Na wstępie powiem że jednak to nie będzie one shot. Plany się zmieniły i postanowiłam napisać parę rozdziałów. Nie wiem dokładnie ile ich będzie. Mam nadzieję że nikt się nie zawiedzie. A teraz zapraszam do przeczytania pierwszego rozdziału.
-Kathe. Wstawaj.- usłyszałam jak mama weszła do mojego pokoju. Po chwili moje oczy zaatakowały poranne promienie słoneczne. Przykryłam się kołdrą i odwróciłam się na drugi bok. -Jak będziesz tak dalej leżeć spóźnisz się na zajęcia.- powiedziała zamykając za sobą drzwi. Z ociąganiem wstałam z łóżka i poczłapałam do łazienki ogarnąć się. Po dwudziestu minutach byłam już gotowa. Zeszłam do kuchni i zobaczyłam niewysoką brunetkę z zielonymi oczami. Jak zwykle miała na sobie swój sweter, który pamiętał lepsze czasy. Pamiętam jak dostała go ode mnie i taty na imieniny. Teraz była to jedna z niewielu pamiątek po tacie.
-Co dzisiaj na śniadanko?- spytałam siadając przy stole. Po chwili przede mną pojawił się talerz z kanapkami i gorący kubek z moja ulubioną herbatą.
-Nie zapomnij po zajęciach pojechać na lotnisko.- usłyszałam głos mojej mamy. Odwróciłam się do niej. Na śmierć zapomniałam, że dzisiaj przylatuje reszta mojej rodzinki z wakacji. -Po twojej minie wnioskuje, że zapomniałaś o tym.- jak zwykle moja rodzicielka zna mnie najlepiej. Uśmiechnęłam się przepraszająco i wróciłam do jedzenia śniadania.
-Gdzie są dokumenty od vana?- spytałam zakładając szare trampki. Już byłam spóźniona na pierwsze zajęcia. Gdybym jechała motorem może bym zdążyła.
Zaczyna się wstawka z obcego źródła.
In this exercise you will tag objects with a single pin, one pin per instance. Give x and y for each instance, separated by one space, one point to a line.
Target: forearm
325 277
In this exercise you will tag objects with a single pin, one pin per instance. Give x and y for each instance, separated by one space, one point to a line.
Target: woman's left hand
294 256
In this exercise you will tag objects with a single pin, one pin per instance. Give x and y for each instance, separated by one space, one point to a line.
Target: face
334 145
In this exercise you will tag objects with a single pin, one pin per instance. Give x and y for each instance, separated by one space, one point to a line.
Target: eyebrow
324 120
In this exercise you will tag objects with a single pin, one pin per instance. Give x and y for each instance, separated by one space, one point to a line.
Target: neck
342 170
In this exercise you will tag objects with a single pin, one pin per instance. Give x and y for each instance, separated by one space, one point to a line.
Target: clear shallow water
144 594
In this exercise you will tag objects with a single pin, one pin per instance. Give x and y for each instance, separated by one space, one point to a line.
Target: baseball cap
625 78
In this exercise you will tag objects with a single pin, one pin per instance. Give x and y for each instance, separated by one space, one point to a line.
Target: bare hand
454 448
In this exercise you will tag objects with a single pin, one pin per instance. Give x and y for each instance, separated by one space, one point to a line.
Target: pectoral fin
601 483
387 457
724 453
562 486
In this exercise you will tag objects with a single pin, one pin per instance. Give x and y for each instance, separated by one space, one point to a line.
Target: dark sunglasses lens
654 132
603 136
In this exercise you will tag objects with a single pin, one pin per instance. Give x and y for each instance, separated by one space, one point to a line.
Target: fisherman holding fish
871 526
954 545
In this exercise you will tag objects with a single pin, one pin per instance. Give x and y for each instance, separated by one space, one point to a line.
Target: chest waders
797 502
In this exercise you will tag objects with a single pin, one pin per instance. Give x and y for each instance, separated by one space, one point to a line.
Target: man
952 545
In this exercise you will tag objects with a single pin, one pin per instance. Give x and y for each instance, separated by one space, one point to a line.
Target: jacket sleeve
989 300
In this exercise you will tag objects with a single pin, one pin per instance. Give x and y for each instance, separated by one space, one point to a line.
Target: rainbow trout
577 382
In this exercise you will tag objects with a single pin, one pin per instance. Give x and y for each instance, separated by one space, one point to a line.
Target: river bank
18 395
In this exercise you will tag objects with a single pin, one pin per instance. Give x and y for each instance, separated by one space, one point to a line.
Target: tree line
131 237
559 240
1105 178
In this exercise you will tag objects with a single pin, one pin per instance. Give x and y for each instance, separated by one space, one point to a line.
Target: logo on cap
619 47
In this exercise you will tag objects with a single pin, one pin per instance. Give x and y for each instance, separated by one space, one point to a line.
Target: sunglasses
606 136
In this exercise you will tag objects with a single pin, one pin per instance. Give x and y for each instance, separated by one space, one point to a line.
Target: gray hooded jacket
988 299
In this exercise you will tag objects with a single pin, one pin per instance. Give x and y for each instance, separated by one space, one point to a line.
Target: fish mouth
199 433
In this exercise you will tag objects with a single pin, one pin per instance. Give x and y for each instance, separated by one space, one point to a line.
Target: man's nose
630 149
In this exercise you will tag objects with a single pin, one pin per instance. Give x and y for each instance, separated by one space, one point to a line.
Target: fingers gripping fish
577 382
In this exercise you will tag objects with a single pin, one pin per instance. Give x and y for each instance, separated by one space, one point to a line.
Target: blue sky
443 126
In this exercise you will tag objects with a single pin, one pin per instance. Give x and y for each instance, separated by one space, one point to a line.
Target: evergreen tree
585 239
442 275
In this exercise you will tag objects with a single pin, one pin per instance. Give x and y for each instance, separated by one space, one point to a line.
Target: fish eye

-Na szafce w kuchni.- pobiegłam do pomieszczenia i znalazłam potrzebne rzeczy. Wybiegłam z domu i po chwili jechałam już czarnym dziewięcioosobowym samochodem w kierunku uczelni.
***
Stałam na środku lotniska czekając na moją rodzinkę. Gdyby nie moje studia, przesłuchania i praca mamy, również pojechałybyśmy razem z nimi. Niestety nie wszyscy mogą sobie pozwolić na taki luksus jak wakacje.
***
Od samego rana w domu było głośno. Przez dwa tygodnie odzwyczaiłam się od zamieszania jakie zawsze panowało w budynku. Przez pięć lat zdążyłam polubić to, że w domu nigdy nie jest cicho. cały czas się coś działo. Przez śmierć mojego taty musiałyśmy razem z mamą przeprowadzić się do babci. Na szczęście jej dom pomieścił dziesięć osób. Wstałam z łóżka i wykonałam wszystkie codzienne czynności. Gdy zeszłam na dół do mojego nosa dotarł zapach świeżo smażonych naleśników. W jadalni wszyscy już siedzieli na swoich miejscach. Gdy na stole stanął talerz z górą placków rozpętała się prawdziwa wojna. Każdy chciał zjeść jak najwięcej naleśników.
***
-Dobra dziewczyny, dokąd dzisiaj jedziemy na wyżerkę?- Opierałam się o swojego Jeepa. Przede mną stały trzy dziesięcioletnie dziewczyny, ubrane w niebieskie stroje piłkarskie. W każdy wtorek odbierałam je po treningu i zabierałam do jakiejś knajpki. Przeważnie była to restauracja Grace.
-Do Grace.- odezwała się moja kuzynka, Nina. Lea i Dina przytaknęły, zgadzając się na tą propozycje.
-Skoro już zdecydowałyście, to do samochodu i w drogę.- wszystkie trzy wsiadły posłusznie do pojazdu i ruszyłyśmy przed siebie.
-Jak było na treningu? - spytałam zatrzymując samochód na skrzyżowaniu, gdzie akurat świeciło się czerwone światło.
-Trener powiedział, że może we wakacje pojedziemy na jakiś obóz. Oczywiście jak rodzice się zgodzą.- głos zabrała Nina. Jej długie brązowe włosy były związane w luźną kitkę. Wyglądała jak ja, gdy byłam w jej wieku. Porównując nasze zdjęcia nie można było odróżnić, która z nas jest na zdjęciu. Lea natomiast miała kręcone blond włosy sięgające ramion. Włosy Diny na końcówkach zamieniały się w loczki. Jej brat miał takie same czarne kręcone włosy. Zawsze uwielbiałam się nimi bawić. Jednak od czasu kiedy wyjechał na drugi koniec kraju, nasza przyjaźń osłabła.